But as my Playboy article hit newsstands, he was in Samoa, praying with his tribe. One short scene that I wrote in an early draft that didn’t make the final piece reveals a side of him I didn’t know about until I visited Susanville, where he is a coach, conductor, and pastor. I didn’t know how deep his religiosity was, nor was I aware of his fundamentalist beliefs.
It speaks, I think, to the genuine nature of the beliefs we’ve seen become part of his game this season, even when they’ve manifested themselves in questionable ways (e.g. praying to find the immunity idol when he had it).
“I went through a lot, man,” Ben tells me. “I really feel like they really damaged me, and if I weren’t a Christian, I’d be screwed, man.” He shifts his Jeep, his hand on the steel bulldog that’s perched atop the stick shift. Ice patches on the two-lane road breathe steam into the early morning February air, and in the forest of well-spaced evergreens, translucent walls of white appear and fade as gravity wins its battle with snow piled on the tree’s branches.We’re driving to Eagle Lake Community Church, where Ben has been pastor for about a year.

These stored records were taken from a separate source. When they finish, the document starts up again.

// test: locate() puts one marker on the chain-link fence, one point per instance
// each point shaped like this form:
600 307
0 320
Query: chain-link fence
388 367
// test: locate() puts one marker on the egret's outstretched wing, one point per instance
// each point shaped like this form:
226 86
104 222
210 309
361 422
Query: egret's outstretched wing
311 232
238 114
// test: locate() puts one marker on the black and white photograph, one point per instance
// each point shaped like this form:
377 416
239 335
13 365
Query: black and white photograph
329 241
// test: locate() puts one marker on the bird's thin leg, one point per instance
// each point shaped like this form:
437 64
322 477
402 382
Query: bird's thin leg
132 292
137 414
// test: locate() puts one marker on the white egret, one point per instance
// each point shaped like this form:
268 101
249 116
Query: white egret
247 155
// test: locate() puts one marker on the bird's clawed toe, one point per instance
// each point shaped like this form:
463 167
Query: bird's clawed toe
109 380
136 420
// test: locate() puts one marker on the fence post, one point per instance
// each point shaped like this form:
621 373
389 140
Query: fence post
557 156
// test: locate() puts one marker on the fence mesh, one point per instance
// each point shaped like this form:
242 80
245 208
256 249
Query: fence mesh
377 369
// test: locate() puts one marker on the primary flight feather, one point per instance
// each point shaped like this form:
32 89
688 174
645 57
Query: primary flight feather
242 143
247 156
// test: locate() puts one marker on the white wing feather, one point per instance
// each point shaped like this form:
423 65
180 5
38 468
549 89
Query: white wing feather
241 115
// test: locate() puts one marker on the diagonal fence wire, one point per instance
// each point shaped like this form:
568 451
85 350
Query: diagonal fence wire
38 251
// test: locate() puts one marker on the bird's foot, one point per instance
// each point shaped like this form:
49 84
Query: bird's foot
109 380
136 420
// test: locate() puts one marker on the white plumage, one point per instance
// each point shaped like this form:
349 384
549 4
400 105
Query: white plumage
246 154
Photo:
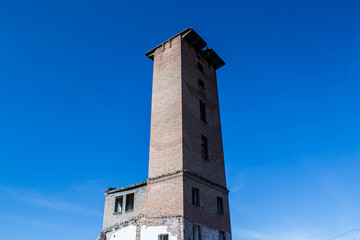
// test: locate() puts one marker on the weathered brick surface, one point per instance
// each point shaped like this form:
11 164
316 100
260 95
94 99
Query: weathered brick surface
193 126
165 197
166 111
112 219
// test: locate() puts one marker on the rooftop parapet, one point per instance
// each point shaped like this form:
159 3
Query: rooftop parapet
198 44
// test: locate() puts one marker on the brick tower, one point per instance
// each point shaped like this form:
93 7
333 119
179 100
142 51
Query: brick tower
185 196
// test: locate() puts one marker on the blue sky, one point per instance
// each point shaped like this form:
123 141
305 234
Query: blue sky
75 95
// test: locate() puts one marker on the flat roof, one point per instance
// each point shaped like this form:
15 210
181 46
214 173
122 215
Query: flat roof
198 44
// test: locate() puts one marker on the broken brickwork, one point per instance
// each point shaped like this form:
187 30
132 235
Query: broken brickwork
186 158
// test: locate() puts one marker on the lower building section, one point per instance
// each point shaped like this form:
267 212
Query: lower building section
169 228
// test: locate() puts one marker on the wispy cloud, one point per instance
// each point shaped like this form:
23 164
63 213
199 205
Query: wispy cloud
38 199
246 234
31 222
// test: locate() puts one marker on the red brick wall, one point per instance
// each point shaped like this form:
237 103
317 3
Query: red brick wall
193 126
164 197
166 111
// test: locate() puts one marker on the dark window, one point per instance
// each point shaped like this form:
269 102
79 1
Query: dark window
221 235
201 84
220 205
202 111
196 232
163 237
129 202
200 67
118 204
204 148
195 197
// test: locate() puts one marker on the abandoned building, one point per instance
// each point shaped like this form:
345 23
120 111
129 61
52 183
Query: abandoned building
185 196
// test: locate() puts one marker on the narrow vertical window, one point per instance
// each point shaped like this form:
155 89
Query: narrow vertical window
163 237
201 84
204 148
200 67
220 205
118 204
195 197
196 232
129 202
221 235
202 111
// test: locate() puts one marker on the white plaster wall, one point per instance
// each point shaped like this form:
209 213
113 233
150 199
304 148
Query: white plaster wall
125 233
152 233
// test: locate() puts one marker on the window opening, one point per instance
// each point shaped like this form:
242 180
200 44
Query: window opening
195 197
204 148
163 237
196 232
118 204
202 111
220 205
129 202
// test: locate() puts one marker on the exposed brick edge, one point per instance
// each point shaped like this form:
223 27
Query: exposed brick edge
191 174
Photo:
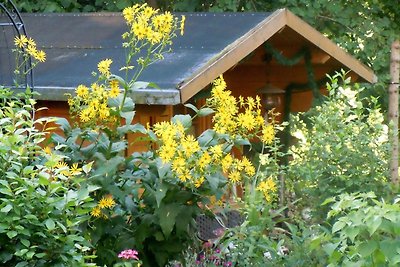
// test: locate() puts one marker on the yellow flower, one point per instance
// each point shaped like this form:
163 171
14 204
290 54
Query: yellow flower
199 182
183 18
96 212
148 12
178 165
31 50
246 120
75 170
85 115
268 134
63 168
47 150
226 162
167 151
82 91
106 202
104 67
40 56
129 13
216 152
114 85
31 42
104 111
185 176
20 41
234 176
268 185
190 145
249 169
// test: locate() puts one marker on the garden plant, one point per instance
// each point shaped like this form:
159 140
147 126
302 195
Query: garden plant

Behind us is Susanville, the town Ben calls home and the subject of a PBS documentary called Prison Town, USA, because its prisons contain about a third of the county’s population. Susanville was also the subject of a documentary called Small Town, Big Symphony, about Ben Wade, maestro, produced by his brother, and focusing on the symphony orchestra Ben helped found in 2003. Sometime after Survivor, while he was wading in the shallow pool of post-fame fame-seeking that so many attention-drenched reality TV show cast members dive into—he was even offered his own dating series like The Bachelor—Ben moved back to avoid the temptation of fame. “I would have let them do anything they wanted to do. You become a whoremonger: You’re never satisfied.”
Trees turn into snow-covered houses along a small grid of streets. The church is a tiny building, one that has bookshelves in its bathroom and a cross made of seashells on the wall. “Ben, you rock,” someone says, and nearly every one of the 20 or so people there greet him as he takes off his coat. The program for the service says “I Am God” in bold letters overtop a stock photo of snow-capped mountains, not the actual snow-capped mountains that surround this small town and are visible outside the window as everyone settles into plywood pews while Ben plays trumpet over pre-recorded music that sounds like the demo on a Casio keyboard.
In all capital letters, the script font announces that Pastor “Coach” Ben Wade will preach about “The Second Coming.” The service takes just over a half-hour, and includes detailed review of Biblical passages about the rapture, the end of times, and something about flying around heaven. “It’s already been mapped out what’s going to happen,” Ben says, promising comfort to the congregation. Ben references his kayaking trip and tells the congregation, “I didn’t know if there was going to be a good ending or not. The easiest thing about Survivor was knowing that there was a beginning and an end, and that there was a safety net. This is here to let us know that no matter what happens, God is in control,” he says. “It’s already been written in the book that Satan will be destroyed at the end of the time. He will be tormented day and night, forever.”
“Having a Christian faith permeates everything that I do, and I have sins that I struggle with just like everyone does. I believe that the creator of the universe is God, I believe that he has a son, I believe in the power of the holy spirit, I’ve seen it, I’ve felt it, I’ve heard God speak to me; on some of my lowest points I’ve felt his hand on my shoulder. I’ve been in some very powerful moments with him that have made it real and not just a doctrine in going to church. And I do things kind of to the extreme, so for me to feel God in the extreme, I feel—-well, let me just say this, I feel—during my sermon yesterday, I got emotional a couple of times, just as I was speaking, because I feel so unworthy of being able to speak the gospel.I’m amazed that through all of my rebellious and sinful ways that God is still compassionate enough not only to forgive me but to use me to speak. And there’s a big difference. My father speaks every week in church—he’s an ordained minister; he does mathematics but he actually got ordained as a minister. And I remember listening to one of his sermons one time—he does Sunday school but he also does some church—and I remember in the middle of a sermon he stopped speaking and he said, ‘I have nothing to share, and I feel like God is not speaking through me and so I’m just gonna stop.’ And he just stopped right in the middle of the sermon. And it was very powerful for me to see that, and I feel the same way. I know when I’m speaking out of my own knowledge, and I know, and I can feel, and the congregation can feel when the presence of God is there in the room.
It says in the Bible—and I believe it cover to cover—it says when two or more are gathered in his name he’s gonna be there in the midst. God is infinite, he can be in a billion places at once. It’s hard to comprehend, but that’s what it says. So, you know, I feel the power of him in that room—I felt it yesterday, I felt it the week before. There have been times when I haven’t felt it as much, and when he starts speaking through me I’m actually teaching myself along with the congregation. I will take that drive up there through the snow every week, just so that God can feed me spiritually.”